このシェフは現在、週3日は別の飲食店で働きつつ、空いた時間にシェアダインで副業をしている。

シェアダインの井出有希共同代表は「コロナ前は月に15人程度のシェフが新規登録されていたが、3~5月の登録者数は通常期の5倍にまで増加した。6月以降は落ち着いたが、それでも通常期の3倍程度の登録者数だ」と語る。登録シェフ数は7月末時点で800人。中にはシェアダインだけで月20万円以上の収入を得ている人気シェフもいるという。

廃棄食材をECサイトで購入

コロナ禍で急増した食材の廃棄ロスや在庫の救済サービスも登場した。

大阪発のITベンチャー「InSync(インシンク)」のサービスは、膨らむ在庫を減らしたい事業者が、廃棄されてしまう食材を同社のECサイト「Wakeari」に出品し、消費者に購入してもらう仕組みだ。通常よりも大幅に安い価格で出品されており、人気を集めている。

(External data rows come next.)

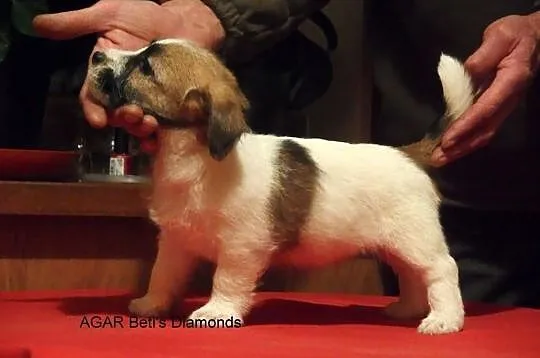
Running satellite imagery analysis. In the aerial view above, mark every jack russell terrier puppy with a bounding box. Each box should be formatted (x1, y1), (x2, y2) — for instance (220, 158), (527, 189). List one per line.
(85, 39), (474, 334)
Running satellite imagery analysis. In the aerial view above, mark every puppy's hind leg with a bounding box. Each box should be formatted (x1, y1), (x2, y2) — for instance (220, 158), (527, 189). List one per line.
(380, 215), (464, 334)
(129, 231), (196, 317)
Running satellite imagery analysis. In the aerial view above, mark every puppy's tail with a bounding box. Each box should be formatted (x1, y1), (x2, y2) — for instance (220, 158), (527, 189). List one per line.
(399, 54), (476, 167)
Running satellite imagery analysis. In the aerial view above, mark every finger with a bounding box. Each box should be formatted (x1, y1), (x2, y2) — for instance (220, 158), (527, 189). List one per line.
(79, 80), (107, 128)
(33, 1), (115, 40)
(433, 95), (520, 164)
(441, 55), (531, 150)
(124, 116), (157, 138)
(111, 104), (144, 127)
(464, 33), (513, 81)
(104, 29), (149, 50)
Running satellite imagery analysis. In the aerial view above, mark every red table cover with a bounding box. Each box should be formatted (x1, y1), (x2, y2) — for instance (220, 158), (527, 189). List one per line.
(0, 291), (540, 358)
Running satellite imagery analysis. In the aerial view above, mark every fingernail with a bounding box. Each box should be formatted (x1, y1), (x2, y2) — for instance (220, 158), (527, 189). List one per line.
(442, 138), (456, 149)
(124, 114), (139, 123)
(431, 150), (448, 164)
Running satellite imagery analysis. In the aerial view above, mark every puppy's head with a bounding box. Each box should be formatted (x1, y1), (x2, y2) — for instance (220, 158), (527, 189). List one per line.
(88, 40), (249, 160)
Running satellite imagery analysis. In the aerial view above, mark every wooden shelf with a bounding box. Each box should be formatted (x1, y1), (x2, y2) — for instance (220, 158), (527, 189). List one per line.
(0, 181), (149, 217)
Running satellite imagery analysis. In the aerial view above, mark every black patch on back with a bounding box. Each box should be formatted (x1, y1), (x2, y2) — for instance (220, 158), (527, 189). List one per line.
(268, 139), (320, 248)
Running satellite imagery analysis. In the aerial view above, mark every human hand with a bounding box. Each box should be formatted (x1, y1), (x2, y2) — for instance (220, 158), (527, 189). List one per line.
(432, 12), (540, 165)
(33, 0), (225, 152)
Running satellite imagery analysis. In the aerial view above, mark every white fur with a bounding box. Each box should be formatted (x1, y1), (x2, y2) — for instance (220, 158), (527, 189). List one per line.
(437, 54), (474, 120)
(119, 42), (472, 334)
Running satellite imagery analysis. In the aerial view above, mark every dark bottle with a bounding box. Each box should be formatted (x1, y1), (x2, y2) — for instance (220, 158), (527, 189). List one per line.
(108, 128), (133, 176)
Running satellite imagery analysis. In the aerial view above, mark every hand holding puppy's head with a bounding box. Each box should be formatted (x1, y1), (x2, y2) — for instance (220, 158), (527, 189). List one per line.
(89, 40), (249, 160)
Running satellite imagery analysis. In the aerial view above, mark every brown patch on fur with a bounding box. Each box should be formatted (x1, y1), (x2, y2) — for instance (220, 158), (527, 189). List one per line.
(268, 139), (319, 248)
(116, 39), (249, 160)
(398, 138), (441, 197)
(398, 138), (440, 170)
(125, 43), (248, 124)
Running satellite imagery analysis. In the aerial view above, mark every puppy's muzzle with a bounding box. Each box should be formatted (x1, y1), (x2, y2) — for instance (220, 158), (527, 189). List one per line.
(96, 68), (126, 108)
(92, 51), (107, 66)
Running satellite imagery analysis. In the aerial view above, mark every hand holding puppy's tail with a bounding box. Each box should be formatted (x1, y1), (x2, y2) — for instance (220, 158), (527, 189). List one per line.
(400, 54), (476, 167)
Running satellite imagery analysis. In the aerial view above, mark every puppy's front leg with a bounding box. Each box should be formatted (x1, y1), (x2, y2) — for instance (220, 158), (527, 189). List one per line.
(189, 250), (270, 324)
(129, 232), (196, 317)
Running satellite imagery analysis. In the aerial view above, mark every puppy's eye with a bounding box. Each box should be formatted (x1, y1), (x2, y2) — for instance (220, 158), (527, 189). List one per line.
(139, 58), (154, 76)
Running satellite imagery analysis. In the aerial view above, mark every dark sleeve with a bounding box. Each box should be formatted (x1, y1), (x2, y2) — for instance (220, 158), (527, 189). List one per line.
(202, 0), (329, 63)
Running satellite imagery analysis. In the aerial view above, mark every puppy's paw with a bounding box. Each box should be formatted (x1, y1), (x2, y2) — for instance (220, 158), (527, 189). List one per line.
(384, 301), (429, 320)
(128, 296), (170, 318)
(418, 313), (463, 335)
(189, 303), (244, 328)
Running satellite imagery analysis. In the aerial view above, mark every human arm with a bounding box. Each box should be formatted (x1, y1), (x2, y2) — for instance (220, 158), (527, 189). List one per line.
(34, 0), (328, 152)
(433, 8), (540, 165)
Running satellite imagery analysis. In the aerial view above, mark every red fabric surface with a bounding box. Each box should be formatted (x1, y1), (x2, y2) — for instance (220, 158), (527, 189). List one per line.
(0, 291), (540, 358)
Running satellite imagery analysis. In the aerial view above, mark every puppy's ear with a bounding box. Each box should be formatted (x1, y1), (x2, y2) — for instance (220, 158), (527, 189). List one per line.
(180, 88), (212, 122)
(207, 84), (249, 161)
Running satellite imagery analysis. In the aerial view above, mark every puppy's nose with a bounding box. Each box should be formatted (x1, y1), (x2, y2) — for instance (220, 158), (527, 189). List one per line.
(92, 51), (107, 65)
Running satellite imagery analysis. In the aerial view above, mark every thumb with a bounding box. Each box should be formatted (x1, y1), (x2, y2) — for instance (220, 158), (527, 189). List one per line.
(33, 1), (115, 40)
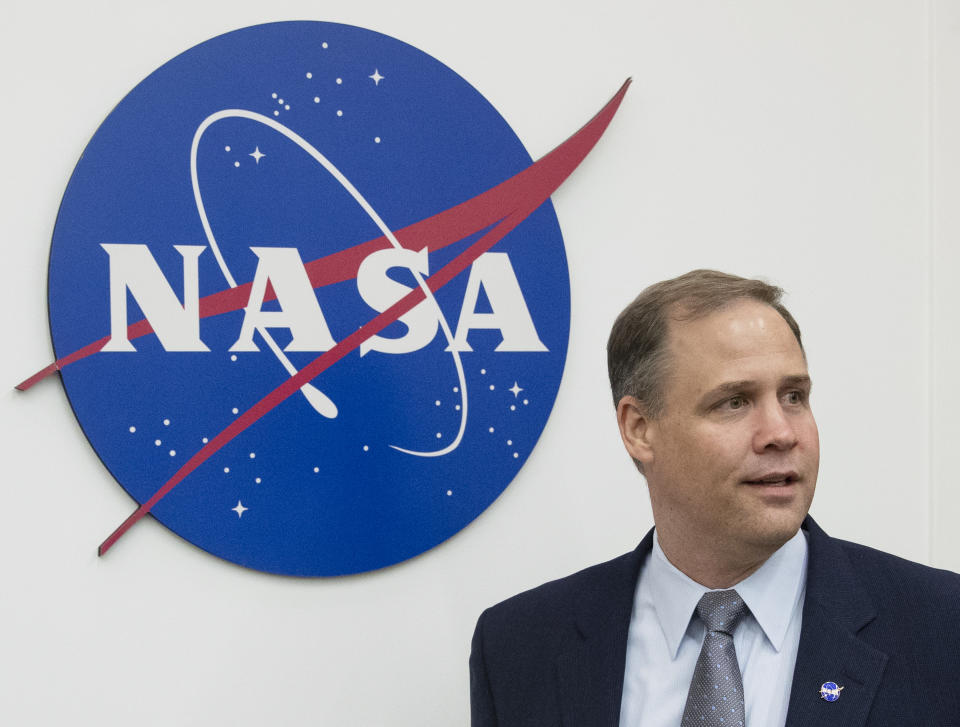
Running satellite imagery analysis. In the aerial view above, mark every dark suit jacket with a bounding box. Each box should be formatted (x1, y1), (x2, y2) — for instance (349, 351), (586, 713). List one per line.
(470, 517), (960, 727)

コロナ前の飲食店経営は客数や売り上げが予想でき、食材の仕入れ量もコントロールできた。だが、コロナ禍では客数の変動が大きく、仕入れ量も狂いやすい。在庫や廃棄ロスが増えるほど利益は下がり、飲食店の経営をひっ迫させる。

手広く宣伝広告したわけではないが、サービスを開始してから3カ月で計3500万円の取引があったといい、「飲食店や生産者がいかに苦しんでいるのか、身に染みた」(慎祥允代表)と語る。

現在、36.5万人が在籍する「コロナ支援・訳あり商品情報グループ」という、Facebook上の有志で形成された在庫支援コミュニティと統合することで合意した。その結果、国内最大級の生産者・飲食店支援ECサイトとなる可能性があるという。

帝国データバンクによると、2月29日に初めて確認された新型コロナウイルス関連の倒産は、9月30日時点で563件に達した。このうち「飲食店」の倒産件数は81件と、全業種の中で最も多い。飲食業界が未曽有の危機に直面する中、柔軟な発想ができるベンチャー企業への期待が高まっている。